There was no shortage of celebrities at the Women’s March on Washington—Scarlet Johansson, Madonna, Ashley Judd, all spoke. But one of the most compelling addresses was by Janet Mock, who reminded the crowd that we have to "break out of our comfort zones" to address the needs of all.
"Our approach to freedom need not be identical but it must be intersectional and inclusive," proclaimed Mock, who was on the march's policy committee. "It must extend beyond ourselves... My liberation is directly linked to the liberation of the undocumented trans Latina yearning for refuge. The disabled student seeking unequivocal access. The sex worker fighting to make her living safely."
The recently married trans activist and best-selling also called on listeners to be vigilant of how we can reenact discrimination in our lives.
"Just because we are oppressed does not mean that we do not ourselves fall victim to enacting the same unconscious policing, shaming, and erasing. We must return to one another with greater accountability and commitment to the work today."
Earlier in the week, Mock posted a statement on Tumblr similarly calling on the Women’s March to include sex workers' rights in its platform.
"I know sex work to be work," she wrote. "It’s not something I need to tiptoe around. It’s not a radical statement. It’s a fact. My work and my feminism rejects respectability politics, whorephobia, slut-shaming and the misconception that sex workers, or folks engaged in the sex trades by choice or circumstance, need to be saved, that they are colluding with the patriarchy by 'selling their bodies.' I reject the continual erasure of sex workers from our feminisms because we continue to conflate sex work with the brutal reality of coercion and trafficking.
Below, read the full text of her speech at the Women's March.
So we are here. We are here not merely to gather but to move, right? And our movements, our movements require us to do more than just show up and say the right words. It requires us to break out of our comfort zones and be confrontational. It requires us to defend one another when it is difficult and dangerous. It requires us to truly see ourselves and one another.

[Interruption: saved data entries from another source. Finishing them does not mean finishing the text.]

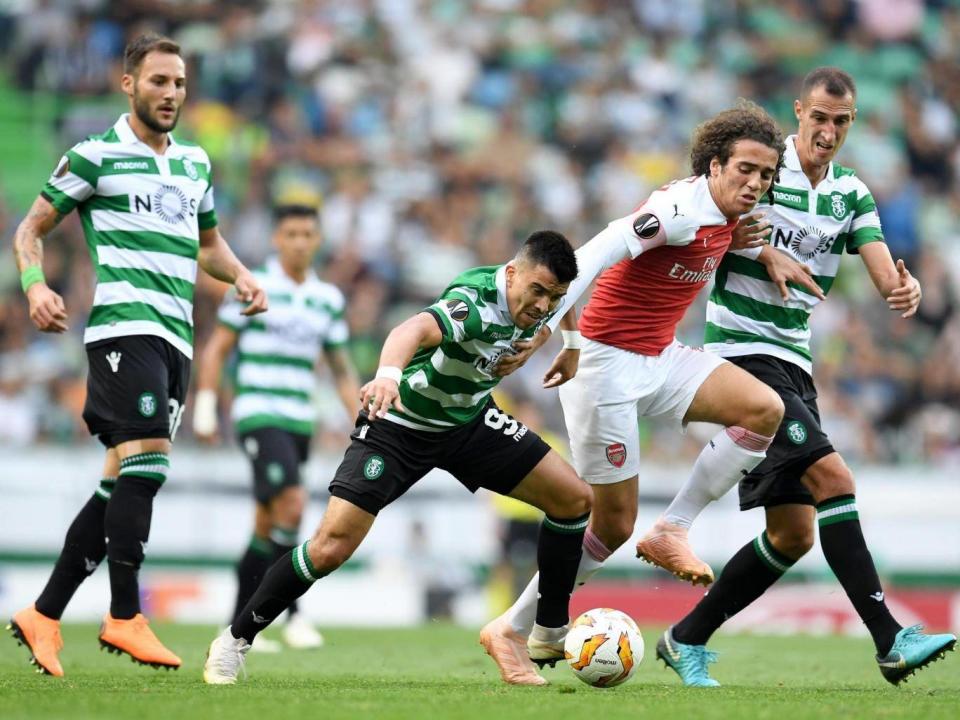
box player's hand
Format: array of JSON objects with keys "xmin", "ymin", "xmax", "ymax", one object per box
[
  {"xmin": 542, "ymin": 348, "xmax": 580, "ymax": 388},
  {"xmin": 887, "ymin": 259, "xmax": 922, "ymax": 318},
  {"xmin": 235, "ymin": 272, "xmax": 268, "ymax": 316},
  {"xmin": 493, "ymin": 326, "xmax": 550, "ymax": 377},
  {"xmin": 26, "ymin": 283, "xmax": 68, "ymax": 333},
  {"xmin": 730, "ymin": 212, "xmax": 772, "ymax": 250},
  {"xmin": 757, "ymin": 247, "xmax": 825, "ymax": 302},
  {"xmin": 360, "ymin": 378, "xmax": 404, "ymax": 421}
]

I stand here today as the daughter of a native Hawaiian woman and a black veteran from Texas. I stand here as the first person in my family to go to college. I stand here as someone who has written herself onto this stage to unapologetically proclaim that I am a trans woman-writer-activist-revolutionary of color. And I stand here today because of the work of my forebears, from Sojourner to Sylvia, from Ella to Audre, from Harriet to Marsha.
I stand here today most of all because I am my sister’s keeper. My sisters and siblings are being beaten and brutalized, neglected and invisibilizied, extinguished and exiled. My sisters and siblings have been pushed out of hostile homes and intolerant schools. My sisters and siblings have been forced into detention facilities and prisons and deeper into poverty. And I hold these harsh truths close. They enrage me and fuel me. But I cannot survive on righteous anger alone. Today, by being here, it is my commitment to getting us free that keeps me marching.
Our approach to freedom need not be identical but it must be intersectional and inclusive. It must extend beyond ourselves. I know with surpassing certainty that my liberation is directly linked to the liberation of the undocumented trans Latina yearning for refuge. The disabled student seeking unequivocal access. The sex worker fighting to make her living safely.
Collective liberation and solidarity is difficult work—it is work that will find us struggling together and struggling with one another. Just because we are oppressed does not mean that we do not ourselves fall victim to enacting the same unconscious policing, shaming, and erasing. We must return to one another with greater accountability and commitment to the work today.
By being here you are making a commitment to this work. Together we are creating a resounding statement, a statement that stakes a claim on our lives and our loves, our bodies and our babies, our identities and our ideals. But a movement – a movement is so much more than a march. A movement is that difficult space between our reality and our vision. Our liberation depends on all of us, all of us returning to our homes and using this experience and all the experiences that have shaped us to act, to organize, to resist. Thank you.